The kumu said the progress her young halau is making is “truly amazing.”

“The wonderful thing is, they’re so new and so excited that they’re really growing at an astounding rate and making really great progress,” Lim Yap said. “When it comes to presentations like this, the style must come through. That’s the key thing that we stress is that we still have the same style we always had, and the presentation always remains the same. It’s tough on the girls, but they’re getting it.

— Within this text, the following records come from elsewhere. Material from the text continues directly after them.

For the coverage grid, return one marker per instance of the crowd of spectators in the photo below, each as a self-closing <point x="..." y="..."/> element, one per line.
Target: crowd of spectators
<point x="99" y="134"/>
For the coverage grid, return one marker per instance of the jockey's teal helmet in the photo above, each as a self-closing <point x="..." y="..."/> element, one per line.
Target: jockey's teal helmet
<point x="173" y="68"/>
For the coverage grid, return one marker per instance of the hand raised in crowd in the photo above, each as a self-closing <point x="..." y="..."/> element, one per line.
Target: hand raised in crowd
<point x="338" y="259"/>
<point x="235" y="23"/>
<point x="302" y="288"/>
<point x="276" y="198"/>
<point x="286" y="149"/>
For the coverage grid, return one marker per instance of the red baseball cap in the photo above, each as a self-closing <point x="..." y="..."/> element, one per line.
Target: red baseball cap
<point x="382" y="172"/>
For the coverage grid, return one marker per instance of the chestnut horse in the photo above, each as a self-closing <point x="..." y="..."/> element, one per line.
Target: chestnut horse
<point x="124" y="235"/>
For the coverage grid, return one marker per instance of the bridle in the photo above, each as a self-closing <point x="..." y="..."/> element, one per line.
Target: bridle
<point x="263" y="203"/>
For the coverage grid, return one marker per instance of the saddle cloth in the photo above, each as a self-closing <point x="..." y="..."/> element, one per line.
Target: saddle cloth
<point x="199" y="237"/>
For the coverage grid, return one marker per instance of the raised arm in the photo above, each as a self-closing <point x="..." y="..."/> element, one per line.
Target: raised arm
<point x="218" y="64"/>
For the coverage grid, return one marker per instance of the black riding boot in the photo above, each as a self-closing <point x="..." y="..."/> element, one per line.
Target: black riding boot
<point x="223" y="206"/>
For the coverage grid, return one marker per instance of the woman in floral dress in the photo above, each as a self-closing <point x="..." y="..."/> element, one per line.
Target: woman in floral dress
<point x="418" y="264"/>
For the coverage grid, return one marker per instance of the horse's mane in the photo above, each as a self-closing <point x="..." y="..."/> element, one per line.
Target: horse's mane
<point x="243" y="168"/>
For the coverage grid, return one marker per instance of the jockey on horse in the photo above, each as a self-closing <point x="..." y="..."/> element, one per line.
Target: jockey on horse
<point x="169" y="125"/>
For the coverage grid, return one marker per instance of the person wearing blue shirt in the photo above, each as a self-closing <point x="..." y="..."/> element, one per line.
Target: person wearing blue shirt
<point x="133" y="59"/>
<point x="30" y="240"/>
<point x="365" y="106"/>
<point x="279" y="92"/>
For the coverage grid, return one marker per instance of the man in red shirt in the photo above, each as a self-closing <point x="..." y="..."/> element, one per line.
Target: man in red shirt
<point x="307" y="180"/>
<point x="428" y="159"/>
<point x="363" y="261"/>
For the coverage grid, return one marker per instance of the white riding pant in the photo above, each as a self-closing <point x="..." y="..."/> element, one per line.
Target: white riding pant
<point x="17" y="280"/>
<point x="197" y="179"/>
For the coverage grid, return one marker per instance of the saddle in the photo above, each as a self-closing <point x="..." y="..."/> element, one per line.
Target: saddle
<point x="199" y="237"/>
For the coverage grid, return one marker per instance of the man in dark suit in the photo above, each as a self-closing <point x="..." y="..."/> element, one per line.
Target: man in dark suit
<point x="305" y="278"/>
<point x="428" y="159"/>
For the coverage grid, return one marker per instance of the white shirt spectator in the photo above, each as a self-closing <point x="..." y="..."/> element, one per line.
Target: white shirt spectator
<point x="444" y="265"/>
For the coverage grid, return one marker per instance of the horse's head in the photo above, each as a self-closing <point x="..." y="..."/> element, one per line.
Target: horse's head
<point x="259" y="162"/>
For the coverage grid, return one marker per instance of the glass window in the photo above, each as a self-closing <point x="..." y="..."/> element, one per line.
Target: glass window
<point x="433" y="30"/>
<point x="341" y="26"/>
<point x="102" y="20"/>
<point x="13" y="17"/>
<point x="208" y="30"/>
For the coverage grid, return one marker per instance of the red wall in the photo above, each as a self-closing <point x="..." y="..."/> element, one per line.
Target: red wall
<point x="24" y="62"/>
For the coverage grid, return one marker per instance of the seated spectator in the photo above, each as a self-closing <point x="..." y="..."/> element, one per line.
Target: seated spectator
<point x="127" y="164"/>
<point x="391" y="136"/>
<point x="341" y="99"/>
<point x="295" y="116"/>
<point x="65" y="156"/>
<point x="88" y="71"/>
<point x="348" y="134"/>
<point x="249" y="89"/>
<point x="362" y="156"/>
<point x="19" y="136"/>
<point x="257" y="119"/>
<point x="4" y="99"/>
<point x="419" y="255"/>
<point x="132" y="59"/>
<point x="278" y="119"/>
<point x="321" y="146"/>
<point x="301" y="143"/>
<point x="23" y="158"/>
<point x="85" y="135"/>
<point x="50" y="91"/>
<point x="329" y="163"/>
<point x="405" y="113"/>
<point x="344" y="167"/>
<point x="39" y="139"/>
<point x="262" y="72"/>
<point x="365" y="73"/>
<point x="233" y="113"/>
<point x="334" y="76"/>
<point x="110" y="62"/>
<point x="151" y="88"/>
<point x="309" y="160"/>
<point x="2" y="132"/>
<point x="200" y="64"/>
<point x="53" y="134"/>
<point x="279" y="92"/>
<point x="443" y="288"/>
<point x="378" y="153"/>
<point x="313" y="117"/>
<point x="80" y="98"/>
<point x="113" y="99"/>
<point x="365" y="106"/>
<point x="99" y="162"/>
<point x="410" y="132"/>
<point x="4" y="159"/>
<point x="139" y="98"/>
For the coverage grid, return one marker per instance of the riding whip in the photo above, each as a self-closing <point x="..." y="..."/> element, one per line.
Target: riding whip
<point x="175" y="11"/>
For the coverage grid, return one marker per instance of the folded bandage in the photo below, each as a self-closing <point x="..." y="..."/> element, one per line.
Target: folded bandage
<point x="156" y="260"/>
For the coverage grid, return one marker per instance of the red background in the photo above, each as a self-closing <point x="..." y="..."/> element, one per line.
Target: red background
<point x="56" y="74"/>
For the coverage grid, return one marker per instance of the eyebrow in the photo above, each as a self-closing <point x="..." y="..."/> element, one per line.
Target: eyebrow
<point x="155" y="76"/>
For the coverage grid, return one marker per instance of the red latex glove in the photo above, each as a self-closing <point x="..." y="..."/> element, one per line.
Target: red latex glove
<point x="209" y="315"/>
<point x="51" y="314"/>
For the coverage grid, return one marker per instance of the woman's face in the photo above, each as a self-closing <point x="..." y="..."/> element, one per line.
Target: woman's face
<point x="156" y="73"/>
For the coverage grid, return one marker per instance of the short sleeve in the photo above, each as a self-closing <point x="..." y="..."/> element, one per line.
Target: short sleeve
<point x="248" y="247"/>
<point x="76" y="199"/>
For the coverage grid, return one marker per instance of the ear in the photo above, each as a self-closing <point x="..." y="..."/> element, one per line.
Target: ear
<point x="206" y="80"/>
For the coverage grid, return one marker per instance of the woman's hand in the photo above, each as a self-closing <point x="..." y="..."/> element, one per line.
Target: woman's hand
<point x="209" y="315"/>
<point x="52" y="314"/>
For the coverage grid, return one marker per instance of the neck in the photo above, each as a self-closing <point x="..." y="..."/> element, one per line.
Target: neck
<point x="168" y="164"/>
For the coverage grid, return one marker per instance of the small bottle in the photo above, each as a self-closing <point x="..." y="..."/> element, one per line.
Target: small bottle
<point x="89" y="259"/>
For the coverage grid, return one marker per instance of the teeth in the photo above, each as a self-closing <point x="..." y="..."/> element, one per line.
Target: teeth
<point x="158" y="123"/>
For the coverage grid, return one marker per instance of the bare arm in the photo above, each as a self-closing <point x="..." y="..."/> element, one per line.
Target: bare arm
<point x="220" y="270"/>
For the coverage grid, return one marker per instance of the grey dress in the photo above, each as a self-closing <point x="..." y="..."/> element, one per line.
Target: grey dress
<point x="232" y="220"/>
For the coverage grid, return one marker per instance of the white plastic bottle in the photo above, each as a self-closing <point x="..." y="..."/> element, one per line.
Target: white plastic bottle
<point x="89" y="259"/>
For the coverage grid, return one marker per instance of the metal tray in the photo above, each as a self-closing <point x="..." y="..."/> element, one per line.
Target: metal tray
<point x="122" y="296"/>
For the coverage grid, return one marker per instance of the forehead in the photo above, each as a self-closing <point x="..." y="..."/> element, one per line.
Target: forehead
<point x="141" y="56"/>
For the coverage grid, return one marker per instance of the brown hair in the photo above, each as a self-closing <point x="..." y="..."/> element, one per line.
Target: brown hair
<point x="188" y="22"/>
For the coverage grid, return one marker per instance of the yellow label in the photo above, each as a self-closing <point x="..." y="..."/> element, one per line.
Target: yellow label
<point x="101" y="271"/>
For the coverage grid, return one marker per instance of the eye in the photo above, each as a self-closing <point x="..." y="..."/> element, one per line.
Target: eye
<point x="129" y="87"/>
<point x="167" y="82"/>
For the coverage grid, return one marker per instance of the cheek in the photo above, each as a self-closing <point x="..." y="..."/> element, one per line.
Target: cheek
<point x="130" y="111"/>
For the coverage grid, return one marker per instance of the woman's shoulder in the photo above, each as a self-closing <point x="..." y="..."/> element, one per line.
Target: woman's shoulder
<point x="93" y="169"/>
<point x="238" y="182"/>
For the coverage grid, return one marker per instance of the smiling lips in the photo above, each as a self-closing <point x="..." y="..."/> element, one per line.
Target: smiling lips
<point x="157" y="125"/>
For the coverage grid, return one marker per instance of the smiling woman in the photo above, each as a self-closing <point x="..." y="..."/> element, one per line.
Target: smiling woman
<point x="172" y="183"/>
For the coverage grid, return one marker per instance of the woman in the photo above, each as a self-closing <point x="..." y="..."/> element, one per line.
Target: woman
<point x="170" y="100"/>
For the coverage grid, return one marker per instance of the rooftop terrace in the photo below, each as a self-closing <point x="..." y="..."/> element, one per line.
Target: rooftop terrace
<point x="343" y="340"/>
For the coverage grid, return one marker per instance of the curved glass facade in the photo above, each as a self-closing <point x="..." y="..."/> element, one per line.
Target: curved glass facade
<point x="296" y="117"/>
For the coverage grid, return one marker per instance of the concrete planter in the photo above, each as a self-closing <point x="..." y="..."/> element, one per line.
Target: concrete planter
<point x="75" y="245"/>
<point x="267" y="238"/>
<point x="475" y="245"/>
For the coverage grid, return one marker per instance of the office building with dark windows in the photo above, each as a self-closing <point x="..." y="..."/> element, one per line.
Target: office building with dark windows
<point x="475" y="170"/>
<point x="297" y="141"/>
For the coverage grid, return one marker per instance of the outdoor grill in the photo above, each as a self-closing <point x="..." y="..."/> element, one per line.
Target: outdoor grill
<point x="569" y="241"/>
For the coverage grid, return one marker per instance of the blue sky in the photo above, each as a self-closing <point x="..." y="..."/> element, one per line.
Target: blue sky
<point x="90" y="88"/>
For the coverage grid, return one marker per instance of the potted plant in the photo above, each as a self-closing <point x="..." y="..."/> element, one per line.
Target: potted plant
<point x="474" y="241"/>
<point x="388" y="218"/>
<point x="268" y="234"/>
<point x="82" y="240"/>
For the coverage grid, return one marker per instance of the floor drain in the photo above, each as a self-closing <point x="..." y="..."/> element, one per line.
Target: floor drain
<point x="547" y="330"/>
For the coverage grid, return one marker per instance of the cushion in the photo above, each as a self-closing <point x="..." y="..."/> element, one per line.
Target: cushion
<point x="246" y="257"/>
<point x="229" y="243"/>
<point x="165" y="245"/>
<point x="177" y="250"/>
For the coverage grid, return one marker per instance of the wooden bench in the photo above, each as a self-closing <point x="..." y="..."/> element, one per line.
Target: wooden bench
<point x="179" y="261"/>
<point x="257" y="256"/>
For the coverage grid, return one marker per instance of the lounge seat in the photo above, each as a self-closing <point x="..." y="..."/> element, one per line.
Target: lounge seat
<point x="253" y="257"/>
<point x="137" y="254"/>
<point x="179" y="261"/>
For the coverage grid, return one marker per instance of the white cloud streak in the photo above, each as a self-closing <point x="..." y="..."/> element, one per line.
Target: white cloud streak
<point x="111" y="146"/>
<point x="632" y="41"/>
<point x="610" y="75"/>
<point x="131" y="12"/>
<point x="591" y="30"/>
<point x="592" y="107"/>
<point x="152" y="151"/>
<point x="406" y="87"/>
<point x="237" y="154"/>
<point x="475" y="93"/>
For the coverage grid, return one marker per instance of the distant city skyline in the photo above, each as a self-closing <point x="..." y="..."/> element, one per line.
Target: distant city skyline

“Hopefully, out of this, they learn that this is a journey, not only for them, but for me as well. Because it’s always about growth when you’re starting with something so new. And I just hope that this journey, in the end, is something that, if there is a lesson to be learned in all of this, is just to tell the story of our kupuna as it was given to us.”


“This time, for me, it’s really about the continuum of what I’ve taught for all these years,” she concluded. “Yes, there are some changes. Yes, I’m starting again from scratch. Yes, I’ve risen to the occasion. And I think this is a time of getting our name out there and recognizing who we are as hula people. I didn’t think that was important to me, but now, for the continuation of the halau for my children and the hula students, I think that’s important.”